1. **Happy path:** Replay a captured real delivery with its original headers and raw body → `200`, event persisted once, worker ran exactly once.
2. **Tampered body:** Flip one byte of the body, keep the signature → `401`, nothing persisted, worker never invoked.
3. **Tampered/forged signature:** Random or empty signature header → `401`. Missing header entirely → `401` (not a 500, not a 200).
4. **Raw-body integrity:** Send a payload whose `json.dumps` re-serialization differs from the bytes (extra whitespace, reordered keys) → still `200`. Proves you verify the raw bytes, not a re-encode.
5. **Replay window:** Valid signature with a timestamp older than tolerance (e.g. ts−600 s) → `400`/`401`; same request within tolerance → `200`.

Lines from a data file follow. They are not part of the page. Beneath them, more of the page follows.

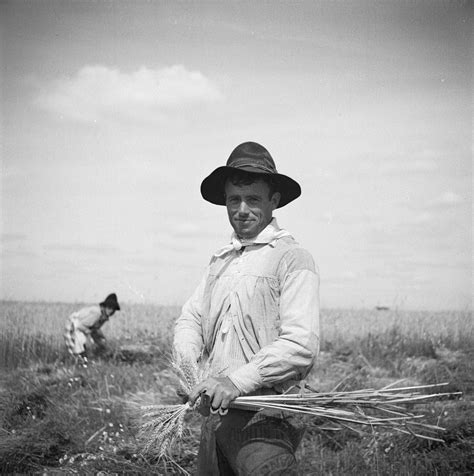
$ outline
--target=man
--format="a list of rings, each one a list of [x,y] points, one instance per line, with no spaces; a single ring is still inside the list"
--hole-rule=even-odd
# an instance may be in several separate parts
[[[73,312],[66,324],[66,346],[69,352],[77,357],[86,358],[86,344],[89,340],[97,347],[97,353],[106,350],[106,339],[101,327],[120,311],[120,306],[115,293],[109,294],[97,306],[84,307]]]
[[[211,258],[175,328],[178,356],[209,368],[189,395],[191,403],[210,402],[214,413],[203,425],[198,474],[296,474],[301,429],[280,413],[230,404],[240,395],[294,388],[318,353],[313,259],[272,216],[299,197],[300,186],[277,173],[263,146],[245,142],[204,179],[201,194],[227,207],[234,233]]]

6. **Duplicate delivery:** POST the identical valid event twice (and concurrently, in parallel) → both return `200` but the worker side-effect happens **exactly once**. This catches non-atomic dedup.
7. **Out-of-order:** Deliver `version=2` then `version=1` for the same resource → final stored state reflects v2; the v1 arrival is dropped/ignored.

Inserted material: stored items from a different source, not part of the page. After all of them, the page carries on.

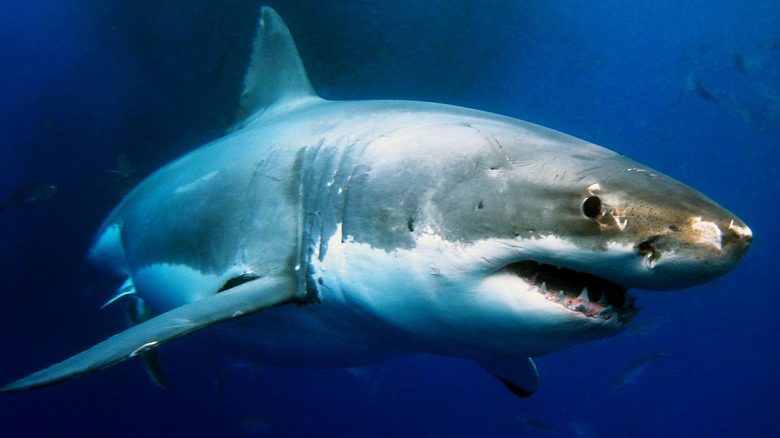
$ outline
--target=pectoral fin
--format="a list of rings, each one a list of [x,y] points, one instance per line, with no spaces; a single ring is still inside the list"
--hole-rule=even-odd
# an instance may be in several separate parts
[[[293,302],[295,288],[288,280],[259,278],[142,322],[63,362],[10,383],[0,391],[21,391],[74,379],[196,330]]]
[[[539,388],[539,373],[533,359],[494,357],[478,361],[512,393],[519,397],[530,397]]]

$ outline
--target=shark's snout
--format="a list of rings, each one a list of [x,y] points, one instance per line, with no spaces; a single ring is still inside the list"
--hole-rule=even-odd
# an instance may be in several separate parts
[[[753,242],[753,231],[739,219],[732,219],[723,236],[724,246],[741,259]]]
[[[718,278],[742,260],[753,233],[740,219],[705,220],[691,216],[682,224],[651,235],[636,247],[650,275],[648,289],[680,289]]]
[[[580,194],[583,216],[598,226],[588,236],[611,248],[595,274],[629,288],[684,289],[725,275],[750,247],[750,228],[697,190],[622,156],[601,164]]]

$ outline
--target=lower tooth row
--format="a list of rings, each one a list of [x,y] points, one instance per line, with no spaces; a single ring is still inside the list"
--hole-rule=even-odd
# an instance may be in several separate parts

8. **Fast-ack:** Make downstream processing sleep; the HTTP response still returns 2xx within the provider timeout (assert response latency, not just status).
9. **Persistence failure:** Force the store/queue to fail on a verified event → endpoint returns `5xx` (so the provider retries), not `200`.
10. **Oversized / wrong type:** POST > size cap → `413`; wrong `Content-Type` → `415`; both reject before full read.

Done = a tampered or unsigned request gets `401`, a stale one `400`, a duplicate (including concurrent) is accepted but processed exactly once, a valid one is acked 2xx within timeout and processed via the worker, and raw-body verification survives a JSON re-serialization that would have broken a naïve implementation.